What about new artists?
If you want to be a "rock star", be an athlete. Or a tech entrepreneur. That’s where the money is. And groupies like money.
If you want to be a musician, you must flush image down the toilet, be three-dimensional, write from the heart and make yourself accessible to fans.
Yes, today’s musicians are the opposite of the titans of yore. As opposed to being crafted with no edges, sculpted to perfection like Janet Jackson, who also can’t sell a record, they’re lumpy, with warts, they’re completely human. And they write about their humanity. And they make themselves available on Twitter and other social media.
I’m not talking marketing. This isn’t so much about selling as a redefinition of what a musician is. Sure, first and foremost you play music. But how do you get an audience?
How do you get friends?
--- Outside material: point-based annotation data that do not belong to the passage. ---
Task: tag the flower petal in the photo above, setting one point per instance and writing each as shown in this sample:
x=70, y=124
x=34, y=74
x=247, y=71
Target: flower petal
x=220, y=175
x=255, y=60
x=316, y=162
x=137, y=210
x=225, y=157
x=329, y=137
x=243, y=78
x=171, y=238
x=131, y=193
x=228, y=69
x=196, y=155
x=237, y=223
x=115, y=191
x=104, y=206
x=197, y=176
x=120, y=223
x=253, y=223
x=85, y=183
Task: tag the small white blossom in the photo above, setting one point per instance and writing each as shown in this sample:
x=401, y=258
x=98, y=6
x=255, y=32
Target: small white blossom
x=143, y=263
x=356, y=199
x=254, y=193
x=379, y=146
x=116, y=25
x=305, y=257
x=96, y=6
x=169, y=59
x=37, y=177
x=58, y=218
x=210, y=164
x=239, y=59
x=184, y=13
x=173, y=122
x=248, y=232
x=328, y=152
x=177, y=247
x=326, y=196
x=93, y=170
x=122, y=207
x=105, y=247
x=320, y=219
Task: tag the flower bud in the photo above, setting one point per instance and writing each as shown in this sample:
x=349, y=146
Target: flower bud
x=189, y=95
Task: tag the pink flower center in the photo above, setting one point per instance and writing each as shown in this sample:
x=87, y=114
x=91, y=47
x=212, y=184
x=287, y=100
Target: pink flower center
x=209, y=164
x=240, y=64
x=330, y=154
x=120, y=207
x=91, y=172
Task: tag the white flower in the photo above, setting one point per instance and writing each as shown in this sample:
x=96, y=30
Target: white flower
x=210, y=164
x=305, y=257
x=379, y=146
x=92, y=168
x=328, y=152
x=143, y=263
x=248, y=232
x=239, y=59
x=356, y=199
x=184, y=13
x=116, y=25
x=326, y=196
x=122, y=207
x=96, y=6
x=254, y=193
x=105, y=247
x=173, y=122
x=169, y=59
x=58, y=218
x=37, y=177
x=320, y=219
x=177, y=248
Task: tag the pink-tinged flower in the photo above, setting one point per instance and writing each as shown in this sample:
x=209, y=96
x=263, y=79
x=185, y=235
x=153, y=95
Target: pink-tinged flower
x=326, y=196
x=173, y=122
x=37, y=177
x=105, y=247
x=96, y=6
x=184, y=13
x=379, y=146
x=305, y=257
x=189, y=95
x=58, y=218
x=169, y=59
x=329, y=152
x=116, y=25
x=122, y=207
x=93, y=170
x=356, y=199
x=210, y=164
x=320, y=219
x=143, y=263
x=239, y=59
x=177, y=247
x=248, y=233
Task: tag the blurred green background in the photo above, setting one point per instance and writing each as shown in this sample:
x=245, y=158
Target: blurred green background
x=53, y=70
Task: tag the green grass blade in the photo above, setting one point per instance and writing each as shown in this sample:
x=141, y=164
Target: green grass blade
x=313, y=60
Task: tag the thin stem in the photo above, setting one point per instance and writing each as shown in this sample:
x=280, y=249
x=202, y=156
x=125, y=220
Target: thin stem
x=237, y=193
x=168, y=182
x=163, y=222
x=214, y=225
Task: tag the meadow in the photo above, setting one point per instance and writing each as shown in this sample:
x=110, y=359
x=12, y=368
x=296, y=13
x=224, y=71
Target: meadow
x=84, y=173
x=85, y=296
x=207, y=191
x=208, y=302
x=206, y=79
Real friends?
It’s very difficult staying alone in your room, not interacting online. If you want to be part of the community you must venture out, whether it be into the real world or cyberspace. You must make yourself available. You must be ingratiating. You must be open and willing to share.
Who does it right?
Taylor Swift. Her songs couldn’t be more personal. They’re not bland statements denuded to the point where they can be sung by and related to by everybody, rather they’re distinctly her.
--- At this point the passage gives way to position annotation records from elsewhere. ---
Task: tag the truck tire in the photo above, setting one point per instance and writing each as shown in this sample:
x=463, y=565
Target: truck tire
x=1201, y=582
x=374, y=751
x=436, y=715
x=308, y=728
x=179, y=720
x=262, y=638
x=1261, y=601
John Mayer tweets his personality. Go to http://twitter.com/jOhnCmAYer and read, you’ll end up thinking you truly know him. Furthermore, on his blog he stood up for James Cameron, who called a fan an asshole
Mayer didn’t believe it was a fan, but an e-Bay whore. But the point is, Mayer took a stand. That’s how you grow your audience, by having a personality, just like them.
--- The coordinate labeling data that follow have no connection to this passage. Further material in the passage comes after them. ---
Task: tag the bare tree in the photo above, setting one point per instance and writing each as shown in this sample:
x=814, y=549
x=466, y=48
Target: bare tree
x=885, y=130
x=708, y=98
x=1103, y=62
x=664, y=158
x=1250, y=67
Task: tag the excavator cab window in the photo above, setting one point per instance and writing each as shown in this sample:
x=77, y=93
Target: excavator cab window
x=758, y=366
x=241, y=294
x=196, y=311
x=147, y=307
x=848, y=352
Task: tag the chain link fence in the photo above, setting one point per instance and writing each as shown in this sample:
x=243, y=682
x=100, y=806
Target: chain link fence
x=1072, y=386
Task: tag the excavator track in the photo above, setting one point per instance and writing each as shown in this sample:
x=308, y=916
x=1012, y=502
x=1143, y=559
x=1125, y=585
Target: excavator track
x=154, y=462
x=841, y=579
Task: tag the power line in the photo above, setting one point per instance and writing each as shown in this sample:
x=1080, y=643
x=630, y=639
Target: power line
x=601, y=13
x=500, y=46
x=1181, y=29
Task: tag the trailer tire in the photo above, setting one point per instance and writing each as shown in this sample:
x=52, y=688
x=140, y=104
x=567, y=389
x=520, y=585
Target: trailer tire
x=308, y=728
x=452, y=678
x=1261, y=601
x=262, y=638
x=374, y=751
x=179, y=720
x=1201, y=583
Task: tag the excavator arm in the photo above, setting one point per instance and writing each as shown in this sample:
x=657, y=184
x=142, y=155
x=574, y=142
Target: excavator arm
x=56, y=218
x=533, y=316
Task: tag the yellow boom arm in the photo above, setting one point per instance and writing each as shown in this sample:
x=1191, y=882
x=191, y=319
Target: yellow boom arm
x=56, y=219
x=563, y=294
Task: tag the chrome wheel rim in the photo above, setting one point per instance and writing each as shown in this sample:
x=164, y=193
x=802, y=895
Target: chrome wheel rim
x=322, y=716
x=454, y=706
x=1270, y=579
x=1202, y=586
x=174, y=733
Will musicians ever become rock stars?
Not like the athletes. The athletes have got all the money and all the TV time. If you want to get rich and screw, start shooting hoops. And isn’t that fascinating, no one thinks they can play in the NBA without a wealth of court time, but people think they can succeed in the music game without paying their dues whatsoever.
And athletes don’t succeed by revealing their inner lives, they make it via their robotic skills. The opposite of musicians. And did you ever think that whoring yourself out to corporations works for athletes but not musicians for this very reason? Because it’s not about who athletes are so much as how skilled they are at their sport?
In other words, if you’re pursuing the rock stardom that’s bandied about in public today, you’re pursuing artistic and commercial death. A "rock star" today is someone who’s winning in the commercial world, which is the opposite of art. A true rock star is beholden to nobody. Hell, these athletes play for a team, or their sponsors. Which is how the major labels killed music. Because you were playing for them instead of playing for yourself.
Sure, eventually new acts will grow and dominate. But the ascension will be very slow. The rocket to outer space paradigm of MTV is history. Shit, isn’t that the point of reality TV? Anybody can be famous for fifteen minutes?
You want to be famous for much longer than that.
Old thinkers will use the old tools. Radio and TV.
You’re not opposed to those, but you focus on a direct connection with your fan.
Do your friends abandon you willy-nilly?
Of course not.
Then again, you think twice before you screw a friend, before you cancel plans.
So put your fans first. Establish trust. And practice!
Because it begins and ends with the music.